第0132日目 〈プロヴィデンスの郷紳━━H.P.ラヴクラフト小伝〉 [日々の思い・独り言]

 小伝
 20世紀前半のアメリカ文学の作家の中で、ヘミングウェイやスタインベックらと同じくらいに後世への決定的影響力を持った一人、侵略と殺戮に彩られたアメリカ合衆国建国の歴史をメタファーで語った、もう一つの<ロスト・ジェネレーション>の旗手、それが即ち、ハワード・フィリップス・ラヴクラフトである。

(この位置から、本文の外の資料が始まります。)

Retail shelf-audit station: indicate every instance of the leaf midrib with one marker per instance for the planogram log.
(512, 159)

 およそ彼ほど、あの時代に生きていたことを疑いたくなる作家は、他にない。果たして誰が、ラヴクラフトがフィッツジェラルドやマーガレット・ミッチェル、アニタ・ルースやヴァン・ベクテンらと同じ時代に在って筆を振るっていたことを、即座に信じられようか。しかし、間違いなく彼もまた、ジャズ・エイジと大恐慌の時代、禁酒法とギャングの時代、あの古き良き時代、<オンリー・イエスタデイ>を体現した作家だったのである。

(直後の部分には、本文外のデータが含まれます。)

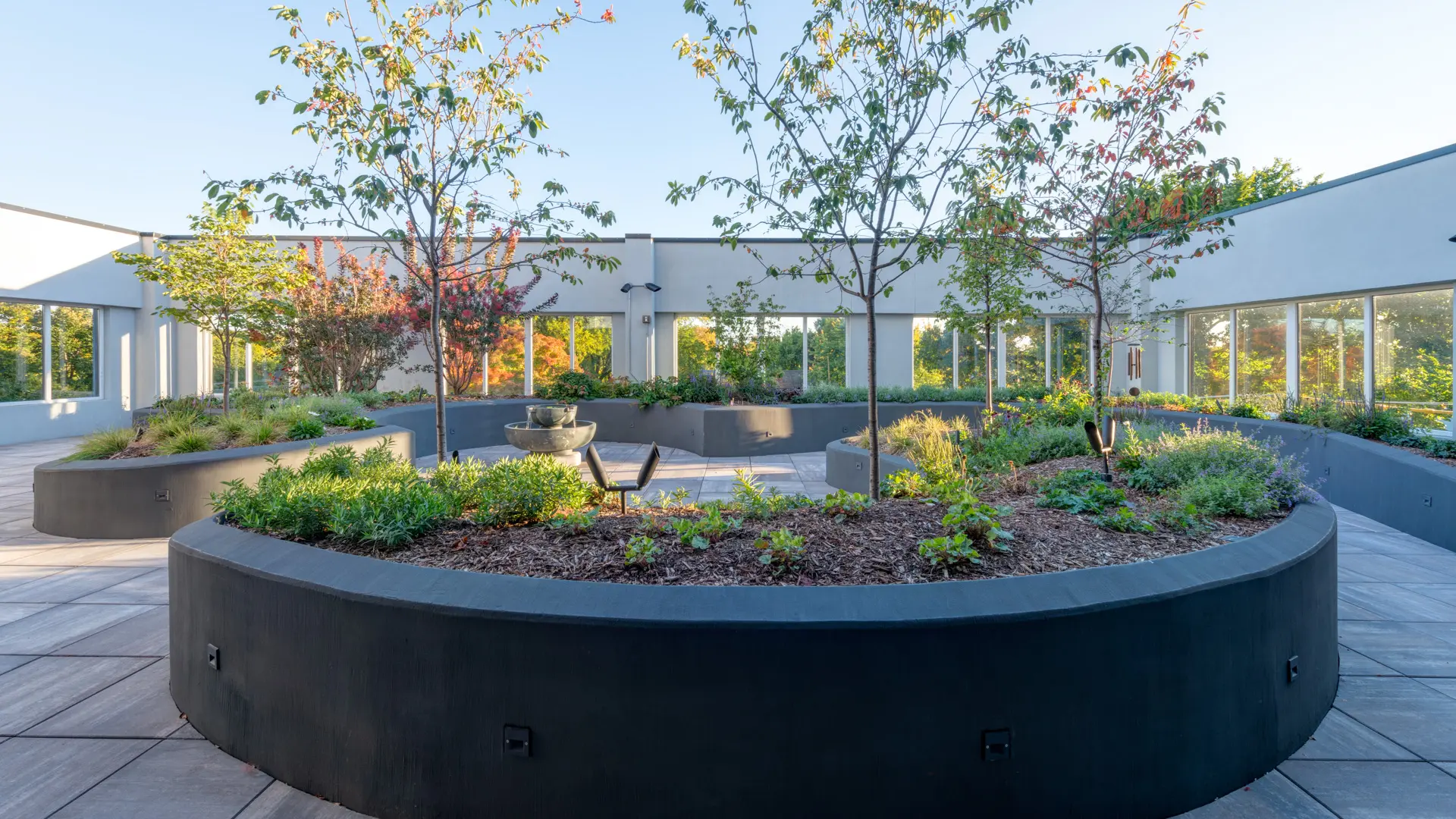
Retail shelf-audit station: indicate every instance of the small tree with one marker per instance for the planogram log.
(874, 123)
(221, 281)
(1095, 209)
(475, 312)
(990, 287)
(419, 117)
(350, 327)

 独立13州の一つ、ロード・アイランド州の州都、「摂理」という意味を持つ街、最晩年のエドガー・アラン・ポーが尾羽打ち枯らし、幼なじみの未亡人セアラ・ヘレン・ホイットマンに再会、婚約までこぎつけ、逝った街――プロヴィデンスで、H.P.ラヴクラフトは産ぶ声を上げた。1890年8月20日のことである。父ウィンフィールド・スコット・ラヴクラフトは地方回りのセールスマン、母サラ・スーザン・フィリップスは富裕な実業家の娘であった。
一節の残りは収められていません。